Steem Keychain is a Steem wallet plugin for browsers that enables users to securely store your private keys and sign transactions using their key(s) securely.
At 2020 Steem Keychain should be the preferred way to log into any Steem dApps. In this post, I am going to write about how can we implement Steem Keychain authentication (also authorization) into our Node JS website or API.
Goal
Our goal is to verify a user is a user they are claimed to be. So, we are going to verify by having them sign a predefined message using any of their private keys ( Posting, Active, Memo) and later trying to decode the signed message using their public key (Posting, Active, Memo - whichever was used to sign). If we can recover the original message, this validates that the user has to access/owns the account. So, they are authenticated. Now we can issue them a token (JSON Web Tokens) signed by us to authorize the use of our website/API.
Client
We need a predefined message preferably unique for each user. We will ask our users to sign the message using their Posting key. After signing we are going to send a POST request with the username, message, and signed message to our API login endpoint /users/login. API.post is an interface to send HTTP request using axios. If successful our server would respond with a JWT token which we can use to access/modify data.
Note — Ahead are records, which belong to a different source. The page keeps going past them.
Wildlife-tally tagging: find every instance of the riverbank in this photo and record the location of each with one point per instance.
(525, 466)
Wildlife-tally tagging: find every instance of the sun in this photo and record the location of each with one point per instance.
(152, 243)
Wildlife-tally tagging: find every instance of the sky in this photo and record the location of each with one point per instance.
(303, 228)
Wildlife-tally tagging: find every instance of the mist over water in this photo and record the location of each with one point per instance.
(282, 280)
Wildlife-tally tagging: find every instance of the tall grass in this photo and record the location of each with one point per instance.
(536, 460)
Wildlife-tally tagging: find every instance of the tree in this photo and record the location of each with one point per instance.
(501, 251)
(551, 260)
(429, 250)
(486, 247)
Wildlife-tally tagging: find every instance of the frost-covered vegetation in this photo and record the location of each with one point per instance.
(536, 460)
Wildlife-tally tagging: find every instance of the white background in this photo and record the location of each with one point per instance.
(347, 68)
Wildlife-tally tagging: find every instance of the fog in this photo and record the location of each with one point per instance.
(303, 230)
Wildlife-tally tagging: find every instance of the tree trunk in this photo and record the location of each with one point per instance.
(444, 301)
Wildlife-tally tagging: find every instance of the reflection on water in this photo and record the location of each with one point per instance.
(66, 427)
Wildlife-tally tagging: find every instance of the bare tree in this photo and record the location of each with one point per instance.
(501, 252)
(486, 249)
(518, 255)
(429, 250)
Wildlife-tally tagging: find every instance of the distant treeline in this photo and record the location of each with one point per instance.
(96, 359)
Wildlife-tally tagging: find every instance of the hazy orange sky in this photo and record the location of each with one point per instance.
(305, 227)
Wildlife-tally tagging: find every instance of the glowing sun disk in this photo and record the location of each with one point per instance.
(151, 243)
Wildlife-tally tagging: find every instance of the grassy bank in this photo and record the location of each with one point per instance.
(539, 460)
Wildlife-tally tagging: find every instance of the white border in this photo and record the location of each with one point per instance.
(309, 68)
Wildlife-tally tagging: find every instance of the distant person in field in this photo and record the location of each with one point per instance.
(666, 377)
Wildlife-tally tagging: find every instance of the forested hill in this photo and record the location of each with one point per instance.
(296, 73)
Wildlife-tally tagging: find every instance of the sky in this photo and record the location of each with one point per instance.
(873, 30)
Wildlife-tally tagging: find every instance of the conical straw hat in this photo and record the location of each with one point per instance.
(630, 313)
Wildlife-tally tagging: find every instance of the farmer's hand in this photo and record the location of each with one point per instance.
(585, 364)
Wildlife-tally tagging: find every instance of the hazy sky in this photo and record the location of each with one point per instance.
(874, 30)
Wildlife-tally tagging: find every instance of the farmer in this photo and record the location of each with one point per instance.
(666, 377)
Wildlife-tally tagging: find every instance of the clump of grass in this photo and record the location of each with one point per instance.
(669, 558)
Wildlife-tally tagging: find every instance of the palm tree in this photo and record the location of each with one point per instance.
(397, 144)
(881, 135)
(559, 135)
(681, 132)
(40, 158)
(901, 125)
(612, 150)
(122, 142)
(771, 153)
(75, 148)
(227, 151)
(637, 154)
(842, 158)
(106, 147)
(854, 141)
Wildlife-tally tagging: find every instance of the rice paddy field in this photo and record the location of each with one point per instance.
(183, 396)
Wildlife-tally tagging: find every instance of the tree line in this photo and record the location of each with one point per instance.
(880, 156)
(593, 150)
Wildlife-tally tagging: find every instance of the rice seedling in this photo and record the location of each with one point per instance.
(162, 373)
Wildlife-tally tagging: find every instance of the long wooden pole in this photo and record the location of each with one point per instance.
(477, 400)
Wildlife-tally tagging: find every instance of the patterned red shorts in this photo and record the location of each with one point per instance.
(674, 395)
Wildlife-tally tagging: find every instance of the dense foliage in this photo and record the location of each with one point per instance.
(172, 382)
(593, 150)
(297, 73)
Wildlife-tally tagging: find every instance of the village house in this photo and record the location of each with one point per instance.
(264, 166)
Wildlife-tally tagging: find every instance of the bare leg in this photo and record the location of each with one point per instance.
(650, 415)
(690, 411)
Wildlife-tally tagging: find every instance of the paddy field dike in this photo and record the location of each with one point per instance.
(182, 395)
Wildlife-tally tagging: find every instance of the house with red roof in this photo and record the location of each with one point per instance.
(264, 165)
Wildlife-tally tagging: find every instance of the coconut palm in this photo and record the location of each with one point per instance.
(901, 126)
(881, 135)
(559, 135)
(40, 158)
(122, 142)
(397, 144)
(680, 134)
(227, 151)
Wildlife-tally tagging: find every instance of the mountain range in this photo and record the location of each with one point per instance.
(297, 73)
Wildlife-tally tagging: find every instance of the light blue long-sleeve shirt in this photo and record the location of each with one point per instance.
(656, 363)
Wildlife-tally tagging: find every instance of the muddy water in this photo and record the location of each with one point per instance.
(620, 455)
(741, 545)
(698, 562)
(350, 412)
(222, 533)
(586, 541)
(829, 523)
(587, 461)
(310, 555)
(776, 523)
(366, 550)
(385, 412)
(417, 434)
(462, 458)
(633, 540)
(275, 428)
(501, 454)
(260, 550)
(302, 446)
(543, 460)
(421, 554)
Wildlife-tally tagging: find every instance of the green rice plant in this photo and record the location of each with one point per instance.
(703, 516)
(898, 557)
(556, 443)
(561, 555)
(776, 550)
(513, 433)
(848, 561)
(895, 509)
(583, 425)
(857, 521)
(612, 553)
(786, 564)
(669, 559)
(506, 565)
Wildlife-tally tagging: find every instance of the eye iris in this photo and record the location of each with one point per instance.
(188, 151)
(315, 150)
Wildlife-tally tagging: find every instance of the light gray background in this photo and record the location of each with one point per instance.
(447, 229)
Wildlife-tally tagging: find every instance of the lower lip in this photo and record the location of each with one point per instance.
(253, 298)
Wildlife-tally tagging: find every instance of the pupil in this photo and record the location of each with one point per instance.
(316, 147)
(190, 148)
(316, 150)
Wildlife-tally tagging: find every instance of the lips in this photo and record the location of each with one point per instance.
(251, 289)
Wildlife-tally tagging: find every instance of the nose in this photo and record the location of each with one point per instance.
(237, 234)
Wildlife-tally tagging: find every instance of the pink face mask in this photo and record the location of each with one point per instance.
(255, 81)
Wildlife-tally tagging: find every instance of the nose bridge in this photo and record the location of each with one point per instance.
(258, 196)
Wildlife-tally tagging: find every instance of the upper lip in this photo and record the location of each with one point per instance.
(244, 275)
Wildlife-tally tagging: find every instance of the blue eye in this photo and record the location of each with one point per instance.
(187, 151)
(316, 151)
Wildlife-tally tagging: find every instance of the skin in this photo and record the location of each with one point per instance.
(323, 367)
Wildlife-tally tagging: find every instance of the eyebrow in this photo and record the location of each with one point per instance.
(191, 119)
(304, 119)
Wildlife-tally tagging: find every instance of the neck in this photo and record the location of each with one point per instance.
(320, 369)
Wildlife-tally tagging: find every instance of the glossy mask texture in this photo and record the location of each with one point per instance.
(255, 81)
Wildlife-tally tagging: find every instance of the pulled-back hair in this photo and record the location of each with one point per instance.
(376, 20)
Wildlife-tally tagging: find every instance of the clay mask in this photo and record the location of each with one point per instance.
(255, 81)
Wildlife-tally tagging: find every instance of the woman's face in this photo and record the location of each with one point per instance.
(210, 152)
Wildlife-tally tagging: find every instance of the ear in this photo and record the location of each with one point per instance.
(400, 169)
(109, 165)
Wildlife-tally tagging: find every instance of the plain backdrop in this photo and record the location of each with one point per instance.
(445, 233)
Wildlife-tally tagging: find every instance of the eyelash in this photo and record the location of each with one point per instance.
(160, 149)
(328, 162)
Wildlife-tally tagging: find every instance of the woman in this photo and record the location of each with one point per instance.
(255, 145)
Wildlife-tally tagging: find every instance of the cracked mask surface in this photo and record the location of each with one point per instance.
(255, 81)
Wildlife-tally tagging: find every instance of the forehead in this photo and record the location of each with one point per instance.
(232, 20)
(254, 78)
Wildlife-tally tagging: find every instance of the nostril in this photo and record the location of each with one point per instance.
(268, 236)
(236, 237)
Here is how the code might look like.
const message = Date.now(); // Generating the message
window.steem_keychain.requestSignBuffer('username', message, 'Posting', async (r) => {
if (r.success) {
// User has signed the message
try {
// We are sending HTTP POST request to our API login endpoint
// with the username, message, and the signed message
const { token } = await API.post('users/login', {
username,
message,
signed_message: r.result,
});
// Saving the token into localStorage for later use
localStorage.setItem('token', token);
// More codes to use the received token
} catch(e) {
console.log(e);
}
}
});
Server
We have seen how to ask users to sign and send the signed message to our login endpoint. Now let's see how the login endpoint might look like. I am going to assume we are using Express JS for our backend server.
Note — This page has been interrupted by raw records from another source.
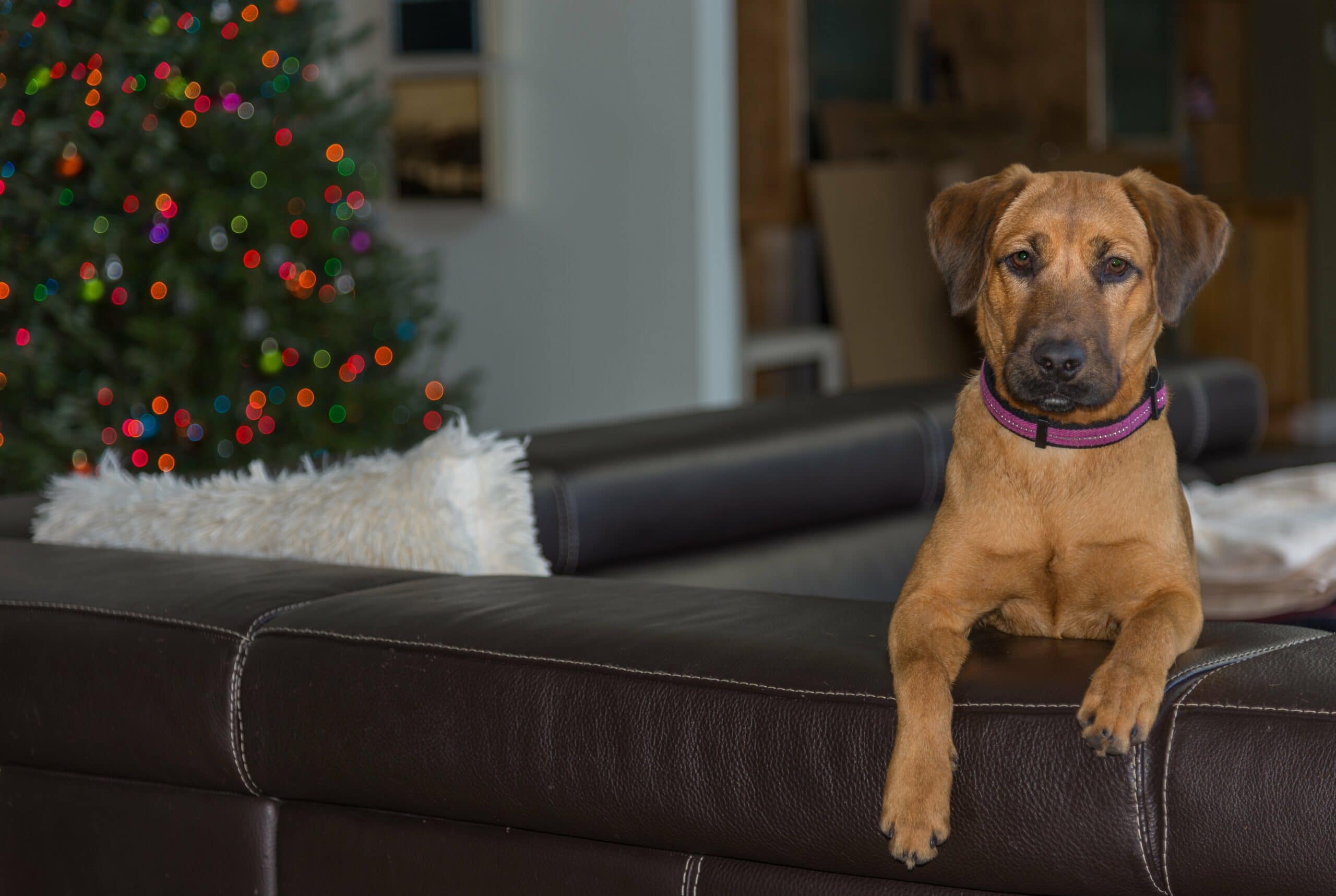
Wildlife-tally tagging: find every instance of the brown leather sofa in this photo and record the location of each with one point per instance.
(178, 724)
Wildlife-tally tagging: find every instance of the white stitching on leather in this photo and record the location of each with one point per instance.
(237, 732)
(1273, 710)
(102, 611)
(237, 727)
(1251, 653)
(686, 868)
(1164, 790)
(1141, 832)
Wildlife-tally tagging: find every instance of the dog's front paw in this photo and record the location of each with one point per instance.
(1120, 707)
(915, 814)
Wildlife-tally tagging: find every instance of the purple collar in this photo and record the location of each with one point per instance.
(1044, 432)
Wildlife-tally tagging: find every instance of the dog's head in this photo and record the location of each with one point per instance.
(1073, 274)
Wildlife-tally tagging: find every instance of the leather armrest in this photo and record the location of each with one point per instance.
(733, 724)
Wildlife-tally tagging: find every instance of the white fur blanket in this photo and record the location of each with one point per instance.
(455, 504)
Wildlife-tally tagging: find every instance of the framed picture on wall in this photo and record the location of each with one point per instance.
(437, 128)
(437, 27)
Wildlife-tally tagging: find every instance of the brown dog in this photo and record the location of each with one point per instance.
(1073, 277)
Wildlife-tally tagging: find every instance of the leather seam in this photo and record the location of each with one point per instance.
(122, 615)
(651, 673)
(583, 664)
(1141, 826)
(1259, 652)
(1164, 785)
(237, 727)
(1273, 710)
(686, 871)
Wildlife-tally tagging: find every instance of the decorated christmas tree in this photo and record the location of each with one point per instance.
(189, 264)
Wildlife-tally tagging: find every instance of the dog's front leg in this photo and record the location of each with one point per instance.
(929, 644)
(1125, 692)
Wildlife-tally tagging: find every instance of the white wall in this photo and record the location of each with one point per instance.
(603, 280)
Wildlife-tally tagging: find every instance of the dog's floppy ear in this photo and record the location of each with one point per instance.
(1188, 235)
(960, 228)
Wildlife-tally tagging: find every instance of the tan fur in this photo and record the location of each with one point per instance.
(1053, 543)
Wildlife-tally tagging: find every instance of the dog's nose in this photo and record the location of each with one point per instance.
(1060, 359)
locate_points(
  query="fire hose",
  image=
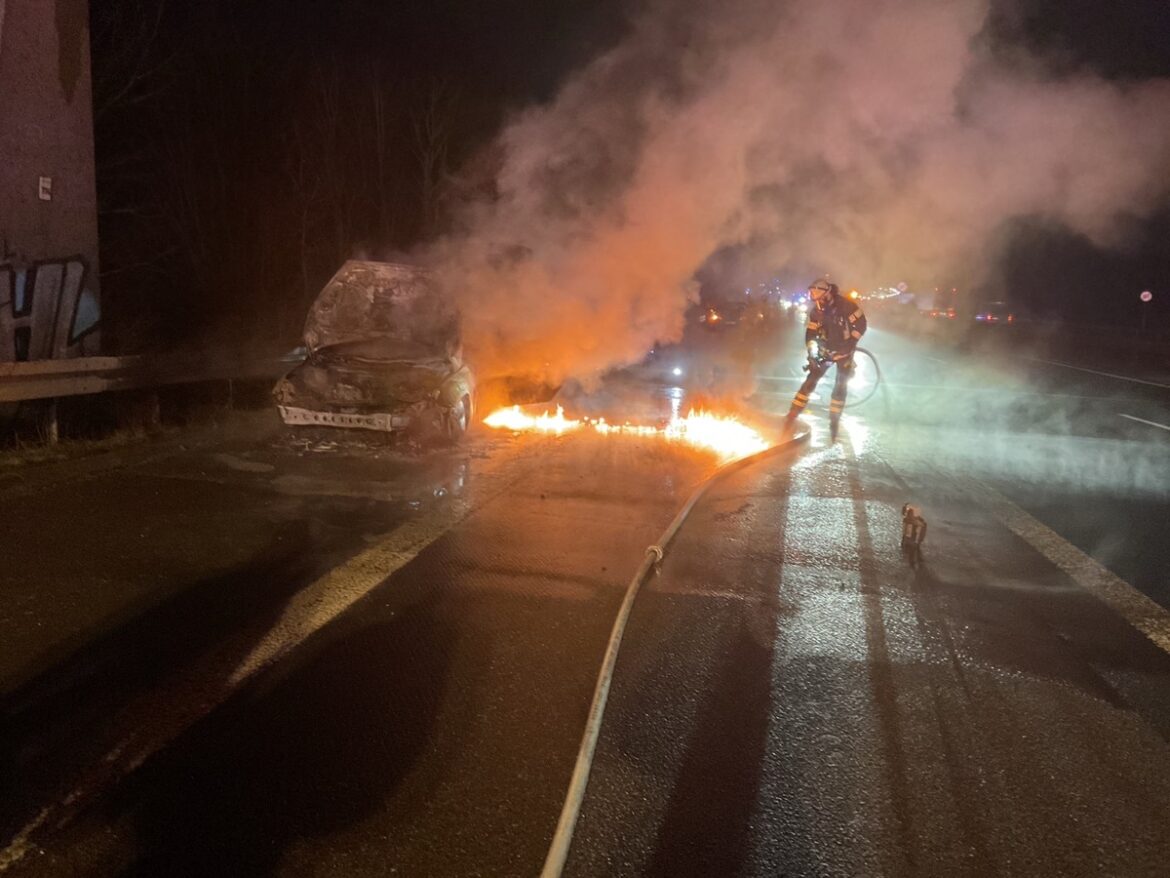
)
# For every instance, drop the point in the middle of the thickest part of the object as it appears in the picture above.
(563, 836)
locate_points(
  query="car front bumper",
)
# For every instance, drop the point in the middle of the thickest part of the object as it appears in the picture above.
(382, 422)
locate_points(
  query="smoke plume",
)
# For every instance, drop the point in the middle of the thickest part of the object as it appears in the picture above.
(881, 141)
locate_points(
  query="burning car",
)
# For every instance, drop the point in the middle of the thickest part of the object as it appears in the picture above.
(383, 352)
First, we pick username, message, and signed message from the POST request's body. Then we are going to fetch the users Publick posting key from the chain. After that, we are going to recover the public key from the signed message and match it against the public key pulled from the chain.
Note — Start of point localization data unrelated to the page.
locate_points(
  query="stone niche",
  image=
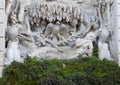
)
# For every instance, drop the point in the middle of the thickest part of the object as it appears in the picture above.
(62, 29)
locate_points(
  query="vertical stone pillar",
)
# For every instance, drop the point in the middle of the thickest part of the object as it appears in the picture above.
(117, 8)
(2, 34)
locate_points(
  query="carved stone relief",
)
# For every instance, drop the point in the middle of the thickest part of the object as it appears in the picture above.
(62, 29)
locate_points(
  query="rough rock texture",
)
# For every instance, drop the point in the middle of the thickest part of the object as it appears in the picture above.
(62, 29)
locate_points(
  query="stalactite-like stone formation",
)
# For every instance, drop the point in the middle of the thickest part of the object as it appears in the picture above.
(62, 29)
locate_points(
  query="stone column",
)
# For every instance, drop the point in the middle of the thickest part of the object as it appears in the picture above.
(117, 8)
(2, 34)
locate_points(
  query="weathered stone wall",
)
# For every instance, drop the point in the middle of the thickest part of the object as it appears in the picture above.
(2, 34)
(117, 20)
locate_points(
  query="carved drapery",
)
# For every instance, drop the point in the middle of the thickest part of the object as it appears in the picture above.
(58, 29)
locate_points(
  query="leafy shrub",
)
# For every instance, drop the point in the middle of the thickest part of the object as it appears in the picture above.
(82, 71)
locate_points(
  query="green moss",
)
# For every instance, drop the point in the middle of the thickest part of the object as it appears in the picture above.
(82, 71)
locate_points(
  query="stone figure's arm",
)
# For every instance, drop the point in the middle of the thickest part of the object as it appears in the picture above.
(21, 13)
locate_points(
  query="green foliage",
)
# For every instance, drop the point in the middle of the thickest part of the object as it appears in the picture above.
(82, 71)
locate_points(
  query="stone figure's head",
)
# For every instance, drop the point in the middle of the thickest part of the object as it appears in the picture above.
(91, 36)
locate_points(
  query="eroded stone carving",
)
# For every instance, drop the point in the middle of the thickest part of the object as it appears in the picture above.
(60, 29)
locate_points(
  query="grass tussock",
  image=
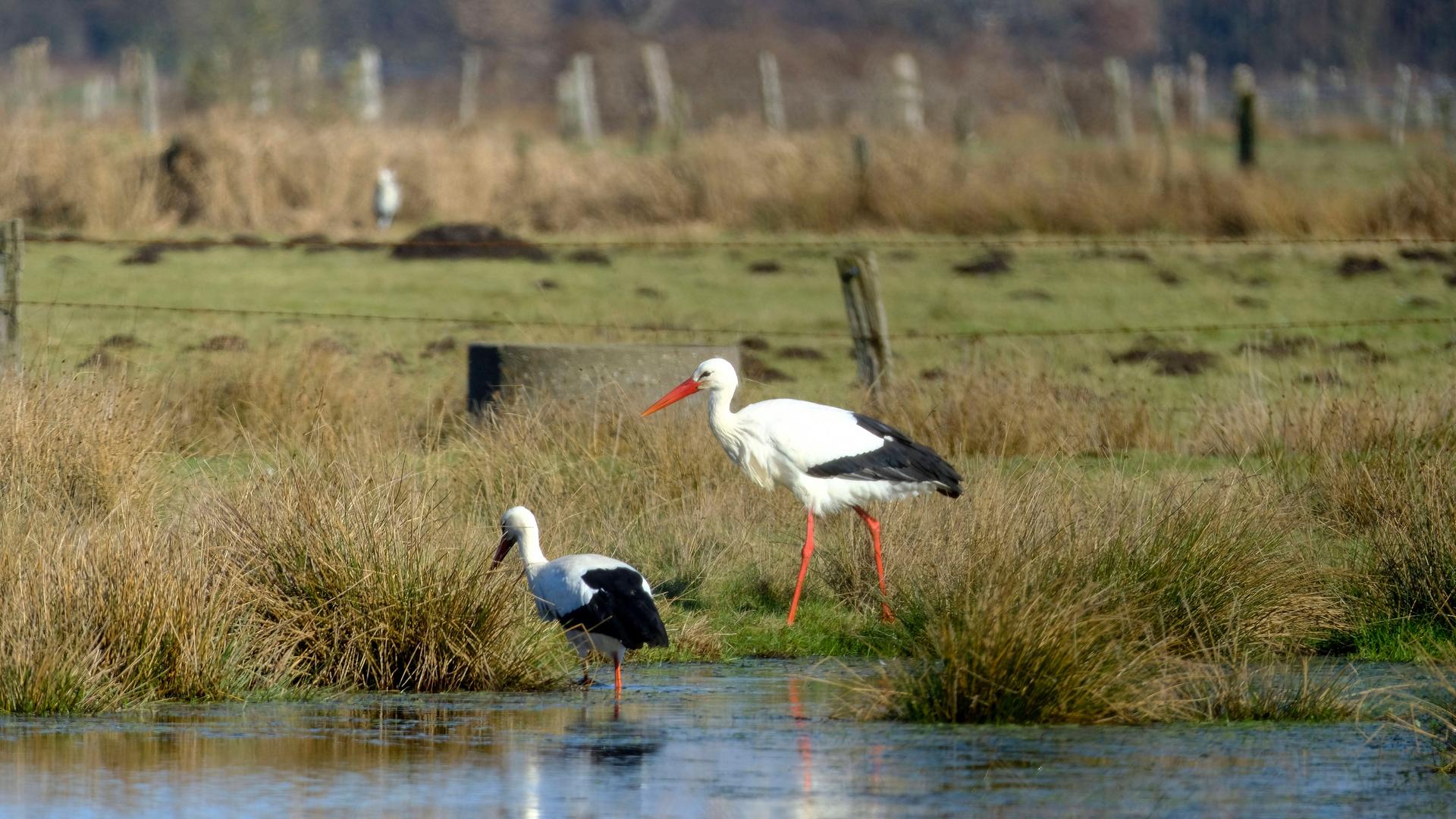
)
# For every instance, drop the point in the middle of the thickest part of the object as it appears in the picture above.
(303, 177)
If both match, we can safely assume the user is who they are claimed to be. We are going to issue them a JTW token which they can use to interact with our website/API.
const jwt = require('jsonwebtoken');
const { Router } = require('express');
const { Client, Signature, cryptoUtils } = require('dsteem');
const steemClient = new Client('https://api.steemit.com');
const router = new Router();
router.post('users/login', async (req, res) => {
try {
// Picking username, message, and signed messsage
// from the request body
const { username, message, signed_message: signedMessage} = req.body;
// Fetching account info from the chain
const [account] = await steemClient.database.getAccounts([username]);
const pubPostingKey = account.posting.key_auths[0][0];
// Recovering public key from the signed message
const recoveredPubKey = Signature.fromString(signedMessage)
.recover(cryptoUtils.sha256(message));
if (pubPostingKey === recoveredPubKey.toString()) {
// Public key matched.
// We have verified the user has access to the account.
// let's issue them a JTW token
const token = jwt.sign({
sub: username,
// Any other data you may need
}, process.env.JWT_SECRET, { expiresIn: '12h'});
// Responding with the generated token
return res.json({ token });
}
} catch(e) {
console.log(e);
}
return res.json({ error: 'Invalid login details.' });
});
In the example above we are issuing only one token (access key), we can extend it to issue two or more tokens (refresh key) too. Also, make other endpoints to support full OAuth2 authentication flow. You can also extend it by generating the message on the server and saving them into the database along with the session to allow/control multiple sessions and enable users to end a session as we see on Facebook and Google.
Please let me know if you have any suggestions in the comments below.
I am not claiming this is the best way to authenticate users using Steem Keychain. Please use it at your own risk and test the codes in your projects. I can not be held responsible for any loss might happen as a result of using these codes.